A quickie before I go off on my waxwing hunt.....thermals and bins at the ready.
Hope you're less tired today though it doesn't dampen your ardour! ;-)
Cheery image:
Sunny-Dave didn't want to look out of place in Essex so:
He's gone blonde!!!!!! But there was extra to pay for the body hair.
Then there was the tan! I told him not to use Cherry Blossom shoe polish but would he listen??? Pray it doesn't rain.
I'm not sure the pelmet from his sitting room makes a good skirt but at least it fits....not that it hides his bits and I told him SOME Essex girls do wear knickers. Not in my experience says Dave.
He scoured the shops for white stilettos.....size 19....no luck so he's tippexed his biker boots.
He's even prepared to forego his beloved ale for pints of Watermelon Bacardi. By god...the man's a trooper.
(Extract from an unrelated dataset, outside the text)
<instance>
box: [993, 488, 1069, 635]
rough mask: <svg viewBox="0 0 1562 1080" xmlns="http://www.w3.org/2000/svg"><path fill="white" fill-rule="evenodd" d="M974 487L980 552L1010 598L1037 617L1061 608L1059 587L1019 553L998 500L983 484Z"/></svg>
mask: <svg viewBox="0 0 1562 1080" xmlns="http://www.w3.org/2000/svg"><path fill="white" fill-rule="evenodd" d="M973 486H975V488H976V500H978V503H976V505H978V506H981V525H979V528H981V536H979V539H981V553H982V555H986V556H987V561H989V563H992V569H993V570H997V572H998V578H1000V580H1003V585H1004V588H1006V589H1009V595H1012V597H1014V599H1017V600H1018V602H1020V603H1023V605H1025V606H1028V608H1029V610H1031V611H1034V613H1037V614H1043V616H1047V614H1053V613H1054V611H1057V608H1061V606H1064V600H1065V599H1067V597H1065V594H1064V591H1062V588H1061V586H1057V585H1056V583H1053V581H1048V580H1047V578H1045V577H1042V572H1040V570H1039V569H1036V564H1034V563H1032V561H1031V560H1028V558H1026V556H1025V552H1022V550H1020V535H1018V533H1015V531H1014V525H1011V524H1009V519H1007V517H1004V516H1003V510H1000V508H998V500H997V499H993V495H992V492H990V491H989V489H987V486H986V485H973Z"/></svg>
Essex face lift?.... you ask. Have you seen how fast Dave rides that bike!!!!!
I heard that he called down from the hotel room Dave is staying in - and in a little bit of a panic. "Help, I gotta leak in my sink!" The Essex girl on reception replied, "That's ok, Sir. Please go ahead."
gness forgot the false eyelashes that dave will need to blend in they need to be at least a foot long. this explains why the sunny d's broom looks a bit bald at the mo.
bit grey overhead breezy but the sun is trying to get through. can't make up my mind whether to go outside or stay indoors.
Ow owd, so sorry, I can't imagine what that's like! I'm trying to chill now after the whirlwind which is daughter, 4 dogs and bf (gawd help him) have departed. Waves to your lovely ladies
Yes, I am getting concerned about Dave, I must say - a six foot-three man in white stilettos drinking what, a Watermelon Bacardi, and in Essex - it's no wonder that the women of Essex have a higher sperm count than the men.
Hi all......I've been out all day...bird hunting. Has Dave been around or is it time to worry? I think he said he was going to shave his legs but I can't see how that would improve things. :-(
Not a dicky...well one pigeon. Wandered around the car park getting tooted at for being in the way. When I stood gazing at the sky people gave me a wide berth except for old ladies. They stood beside me staring up at the sky too. Then they patted me and strolled off shaking their heads sadly. Must have thought it was the day they let me out for a while.
Afternoon owd, sorry to hear those bloody hiccups are back.
I have visions of dave which I cannot describe hope he used a bus shelter as protection.
No luck with the birdy watching then gness.